This analysis of caregivers for patients with NMOSD assessed income losses associated with caregiving for patients with versus without a reported relapse, financial tradeoffs, and mental health burdens.
Unpaired patient and caregiver respondents completed an electronic survey (January-April 2024) of demographics, relationship to caregiver/patient, and costs for 2023. Impacts on caregivers’ income, employment, educational opportunities, and mental health were evaluated. Record linkage was used to integrate patient characteristics (eg, age, ≥1 relapse in 2023) by pairing a patient respondent with each caregiver respondent based on their description of the individual for whom they provided care.
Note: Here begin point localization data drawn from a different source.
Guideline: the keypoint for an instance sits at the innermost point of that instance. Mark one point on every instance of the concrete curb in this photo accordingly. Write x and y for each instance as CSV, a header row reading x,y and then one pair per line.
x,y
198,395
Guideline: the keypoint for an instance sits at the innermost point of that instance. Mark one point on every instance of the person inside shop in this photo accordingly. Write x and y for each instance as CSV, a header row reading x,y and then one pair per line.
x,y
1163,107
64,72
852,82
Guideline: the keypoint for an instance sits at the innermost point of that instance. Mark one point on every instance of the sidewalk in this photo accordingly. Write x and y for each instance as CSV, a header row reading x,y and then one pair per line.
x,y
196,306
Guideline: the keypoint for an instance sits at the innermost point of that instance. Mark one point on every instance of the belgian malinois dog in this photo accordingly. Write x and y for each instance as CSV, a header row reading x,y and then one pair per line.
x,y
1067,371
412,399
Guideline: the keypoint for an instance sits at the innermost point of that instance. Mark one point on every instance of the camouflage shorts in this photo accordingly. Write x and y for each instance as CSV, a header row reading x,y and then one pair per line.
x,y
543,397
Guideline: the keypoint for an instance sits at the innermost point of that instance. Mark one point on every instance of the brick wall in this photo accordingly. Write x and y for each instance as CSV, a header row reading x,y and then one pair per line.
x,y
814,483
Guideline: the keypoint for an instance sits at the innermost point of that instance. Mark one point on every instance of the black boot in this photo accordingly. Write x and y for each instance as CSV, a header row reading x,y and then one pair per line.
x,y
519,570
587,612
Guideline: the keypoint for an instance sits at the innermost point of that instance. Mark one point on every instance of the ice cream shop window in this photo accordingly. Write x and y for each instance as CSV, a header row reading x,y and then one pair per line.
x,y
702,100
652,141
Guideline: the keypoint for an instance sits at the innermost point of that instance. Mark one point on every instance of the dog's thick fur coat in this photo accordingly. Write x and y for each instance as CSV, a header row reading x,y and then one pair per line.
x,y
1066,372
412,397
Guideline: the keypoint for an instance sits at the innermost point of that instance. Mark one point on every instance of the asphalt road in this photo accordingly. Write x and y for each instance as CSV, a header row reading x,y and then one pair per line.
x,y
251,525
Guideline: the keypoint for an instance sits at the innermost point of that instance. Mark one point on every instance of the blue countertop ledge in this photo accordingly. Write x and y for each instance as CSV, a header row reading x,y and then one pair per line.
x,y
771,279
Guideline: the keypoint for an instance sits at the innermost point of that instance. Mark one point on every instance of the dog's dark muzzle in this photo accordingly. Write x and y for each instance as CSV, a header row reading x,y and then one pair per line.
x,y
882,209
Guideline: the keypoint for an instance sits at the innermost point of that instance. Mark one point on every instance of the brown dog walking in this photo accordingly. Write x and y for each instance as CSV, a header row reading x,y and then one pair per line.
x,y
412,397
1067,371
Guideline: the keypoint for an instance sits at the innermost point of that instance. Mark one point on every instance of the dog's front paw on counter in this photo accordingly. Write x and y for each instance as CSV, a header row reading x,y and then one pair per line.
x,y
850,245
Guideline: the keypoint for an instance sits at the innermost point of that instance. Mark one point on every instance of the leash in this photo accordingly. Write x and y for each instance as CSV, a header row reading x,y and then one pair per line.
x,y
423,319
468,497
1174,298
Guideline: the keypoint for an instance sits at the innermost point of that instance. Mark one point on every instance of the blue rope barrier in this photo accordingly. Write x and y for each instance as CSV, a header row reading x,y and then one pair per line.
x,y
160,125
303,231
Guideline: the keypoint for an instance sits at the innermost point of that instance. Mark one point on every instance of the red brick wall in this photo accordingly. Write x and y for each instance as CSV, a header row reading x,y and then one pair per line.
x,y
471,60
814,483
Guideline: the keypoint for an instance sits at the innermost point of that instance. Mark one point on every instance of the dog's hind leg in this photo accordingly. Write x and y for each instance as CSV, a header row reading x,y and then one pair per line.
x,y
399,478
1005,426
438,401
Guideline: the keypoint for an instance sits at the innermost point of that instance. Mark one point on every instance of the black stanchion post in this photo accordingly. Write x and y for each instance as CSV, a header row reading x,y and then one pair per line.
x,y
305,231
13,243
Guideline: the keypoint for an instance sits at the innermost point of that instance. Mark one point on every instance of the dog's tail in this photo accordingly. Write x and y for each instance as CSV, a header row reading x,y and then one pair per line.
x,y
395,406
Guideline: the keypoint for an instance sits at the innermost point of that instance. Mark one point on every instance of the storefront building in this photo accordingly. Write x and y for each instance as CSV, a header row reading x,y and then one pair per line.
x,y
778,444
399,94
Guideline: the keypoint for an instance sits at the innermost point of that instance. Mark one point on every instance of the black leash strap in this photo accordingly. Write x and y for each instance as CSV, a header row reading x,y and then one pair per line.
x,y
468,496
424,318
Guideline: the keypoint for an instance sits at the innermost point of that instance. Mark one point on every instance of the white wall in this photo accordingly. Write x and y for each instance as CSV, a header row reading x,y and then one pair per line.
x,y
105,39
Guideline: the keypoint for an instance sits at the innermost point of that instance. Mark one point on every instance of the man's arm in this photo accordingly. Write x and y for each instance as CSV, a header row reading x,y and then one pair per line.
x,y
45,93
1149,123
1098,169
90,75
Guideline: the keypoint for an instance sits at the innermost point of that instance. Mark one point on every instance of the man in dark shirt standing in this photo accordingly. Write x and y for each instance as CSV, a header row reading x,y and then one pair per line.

Of 49 caregiver respondents (mean±SD age, 42.1±13.6 years; mean±SD weekly caregiving time, 39.7±23.3 hours), most were employed full-time (57.1%) and reported a household income <$100,000 (52%). Caregivers linked to patients with a relapse lost ~$171 more weekly per hour of caregiving than caregivers linked to patients without a relapse, amounting to an average income loss of $7079/year. Providing >35 hours/week of care was associated with an increased likelihood of occupational change; 25% of caregivers reported that NMOSD influenced their decision to stop working/retire. Of caregivers for patients aged >45 years, 26% reported lost educational opportunities due to caregiving. Caregivers aged <40 years reported more frequent loss of personal identity and mistrust of other caregivers or disproportionate sense of responsibility compared with caregivers aged >40 years.
Caregivers linked to patients with NMOSD with a relapse reported increased earning loss due to care responsibilities compared with caregivers of patients without a relapse, suggesting treatments that are effective in preventing relapses could reduce caregiver burden. Additionally, caregivers experience a substantial burden on their employment, educational opportunities, and mental health.